Data sits a bit in the middle of the two. Like text, it has stable versions – e.g., the data that accompanies a specific manuscript. Once data is captured, it cannot be changed (except of course to correct an error, or to legitimately remove ‘bad’ data points or outliers). In essence data changes by growing or reorganising, subsetting, etc, not by changing specific pre-existing values. It has some dynamic behaviours of code, and stable behaviours of text. It has stable versions and dynamic versions. How data is created determines how it can be shared and reused: are the formats open or proprietary, is it licenced openly or not, etc., as the project progresses, as outliers are eliminated, as new data is added. But for the most part there is a point in time where data moves from behaving like ‘code’ to behaving like text. Good open formats and licences can bring data back to a dynamic state (something harder to do with text-objects). This behaviour is important when we write the descriptors of data. There are the authors, data is linked to protocols and code, and eventually text, it can be used for different analysis, etc. Chemicals, in a way, behave like data:
|File name||Catalogue number|
|Version||Lot #, shipping date, aliquots|
|Storage place||Storage place|
|Linked to code and text||Linked to protocols and manuscripts|
How we share and describe data and chemicals is again similar. Is the chemical/data available to other researchers so they can repeat my experiments? Or is it something I produced in my lab and only share with a limited number of people? Again, how you ‘licence’ data and chemicals determines the extent to which these artefacts can be shared and reused. And, again, thinking about this intention at the planning stage makes a difference.
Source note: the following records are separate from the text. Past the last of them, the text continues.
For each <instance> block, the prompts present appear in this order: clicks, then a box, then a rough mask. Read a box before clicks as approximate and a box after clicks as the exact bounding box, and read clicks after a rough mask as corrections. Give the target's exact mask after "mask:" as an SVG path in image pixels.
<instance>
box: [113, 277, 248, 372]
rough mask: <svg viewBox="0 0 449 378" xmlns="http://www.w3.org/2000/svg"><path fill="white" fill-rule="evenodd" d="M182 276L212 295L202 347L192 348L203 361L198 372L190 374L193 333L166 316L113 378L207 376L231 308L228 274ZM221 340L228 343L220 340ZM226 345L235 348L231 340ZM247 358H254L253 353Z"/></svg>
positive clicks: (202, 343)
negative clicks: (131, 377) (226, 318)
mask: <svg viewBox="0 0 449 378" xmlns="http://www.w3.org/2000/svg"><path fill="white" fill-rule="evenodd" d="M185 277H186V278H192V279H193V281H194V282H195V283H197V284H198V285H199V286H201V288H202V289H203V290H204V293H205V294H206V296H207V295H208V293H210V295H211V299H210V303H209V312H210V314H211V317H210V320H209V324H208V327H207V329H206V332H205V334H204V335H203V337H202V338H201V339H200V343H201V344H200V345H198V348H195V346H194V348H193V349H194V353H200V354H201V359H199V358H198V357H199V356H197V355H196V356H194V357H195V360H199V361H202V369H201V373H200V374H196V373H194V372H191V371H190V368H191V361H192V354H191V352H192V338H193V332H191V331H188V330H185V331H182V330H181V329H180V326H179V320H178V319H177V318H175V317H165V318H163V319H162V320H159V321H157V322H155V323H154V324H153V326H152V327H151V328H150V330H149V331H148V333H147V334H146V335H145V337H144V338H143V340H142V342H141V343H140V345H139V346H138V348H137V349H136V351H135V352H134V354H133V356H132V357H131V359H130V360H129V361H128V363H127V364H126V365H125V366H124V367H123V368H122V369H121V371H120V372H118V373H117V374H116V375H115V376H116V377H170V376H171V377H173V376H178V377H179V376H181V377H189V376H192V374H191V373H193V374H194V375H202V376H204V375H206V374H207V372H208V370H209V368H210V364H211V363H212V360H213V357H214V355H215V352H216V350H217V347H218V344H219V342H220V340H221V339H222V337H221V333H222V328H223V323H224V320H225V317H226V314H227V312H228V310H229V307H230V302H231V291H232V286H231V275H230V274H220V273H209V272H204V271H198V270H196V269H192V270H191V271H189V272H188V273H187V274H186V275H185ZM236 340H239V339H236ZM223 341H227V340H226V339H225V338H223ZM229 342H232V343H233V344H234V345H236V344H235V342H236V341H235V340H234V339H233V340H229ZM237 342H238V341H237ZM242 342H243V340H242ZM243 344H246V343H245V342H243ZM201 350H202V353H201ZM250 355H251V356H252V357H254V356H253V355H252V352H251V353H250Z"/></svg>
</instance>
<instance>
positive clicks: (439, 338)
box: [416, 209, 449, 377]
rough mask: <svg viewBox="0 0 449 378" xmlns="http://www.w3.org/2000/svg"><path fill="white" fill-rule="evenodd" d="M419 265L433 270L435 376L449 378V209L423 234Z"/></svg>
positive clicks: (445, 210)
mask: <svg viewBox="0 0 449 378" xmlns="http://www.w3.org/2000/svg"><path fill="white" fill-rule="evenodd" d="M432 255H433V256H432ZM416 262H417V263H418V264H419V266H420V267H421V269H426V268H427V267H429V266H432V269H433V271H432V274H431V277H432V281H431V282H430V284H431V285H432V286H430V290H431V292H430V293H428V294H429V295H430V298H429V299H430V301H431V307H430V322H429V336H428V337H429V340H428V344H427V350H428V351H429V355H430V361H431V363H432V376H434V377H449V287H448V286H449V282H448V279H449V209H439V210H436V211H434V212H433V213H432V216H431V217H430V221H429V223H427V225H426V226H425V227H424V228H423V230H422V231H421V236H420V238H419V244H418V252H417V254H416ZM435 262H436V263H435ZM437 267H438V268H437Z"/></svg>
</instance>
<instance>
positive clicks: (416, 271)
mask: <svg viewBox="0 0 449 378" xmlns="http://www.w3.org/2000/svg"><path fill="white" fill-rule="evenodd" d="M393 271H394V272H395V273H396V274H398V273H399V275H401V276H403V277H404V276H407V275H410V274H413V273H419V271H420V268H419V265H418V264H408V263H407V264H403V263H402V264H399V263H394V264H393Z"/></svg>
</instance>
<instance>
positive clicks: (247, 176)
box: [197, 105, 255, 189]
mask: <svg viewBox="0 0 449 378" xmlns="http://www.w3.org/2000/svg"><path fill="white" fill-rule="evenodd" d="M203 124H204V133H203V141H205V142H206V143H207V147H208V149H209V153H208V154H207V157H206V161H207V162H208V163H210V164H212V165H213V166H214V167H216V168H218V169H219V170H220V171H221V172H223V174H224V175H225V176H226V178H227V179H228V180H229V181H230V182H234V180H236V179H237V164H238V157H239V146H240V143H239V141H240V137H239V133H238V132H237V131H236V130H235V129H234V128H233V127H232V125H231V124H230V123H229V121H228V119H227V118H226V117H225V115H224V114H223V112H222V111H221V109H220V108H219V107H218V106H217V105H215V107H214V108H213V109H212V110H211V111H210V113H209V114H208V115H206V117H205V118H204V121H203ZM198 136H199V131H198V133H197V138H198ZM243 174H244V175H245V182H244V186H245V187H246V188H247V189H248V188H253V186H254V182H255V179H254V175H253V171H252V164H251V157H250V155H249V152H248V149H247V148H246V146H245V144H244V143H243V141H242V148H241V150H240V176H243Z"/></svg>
All three objects can be published and cited, and data and code and slowly claiming the hierarchical position they deserve in the research cycle. The need for unique identifiers for resources is also recognised here and here, for example.
During the workshops it was fun to get people to ‘classify’ their research artefacts based on these behaviours. At MozFest, for example, Daniel Mietchen suggested his manuscripts behave more like code. I would argue that they should then be licenced (and described) like code.
What I learned from these workshops (and Billy’s 3×3 table) is that if we can classify all of our artefacts within these categories, then the process of describing our research artefacts and building them with the intention of openly sharing for reuse becomes much easier. And teaching the skills to understand how your choices constraint downstream effects becomes more achievable.
As long as, of course, you think about this from the beginning.
Footnote: This is my interpretation of Billy Meinke’s thinking model – he may loudly laugh about my interpretation. He may even roll his eyes, hit his head against the wall – I don’t know. But the clarity he brought to my approach to the problem is something I am extremely grateful for. Hat tip.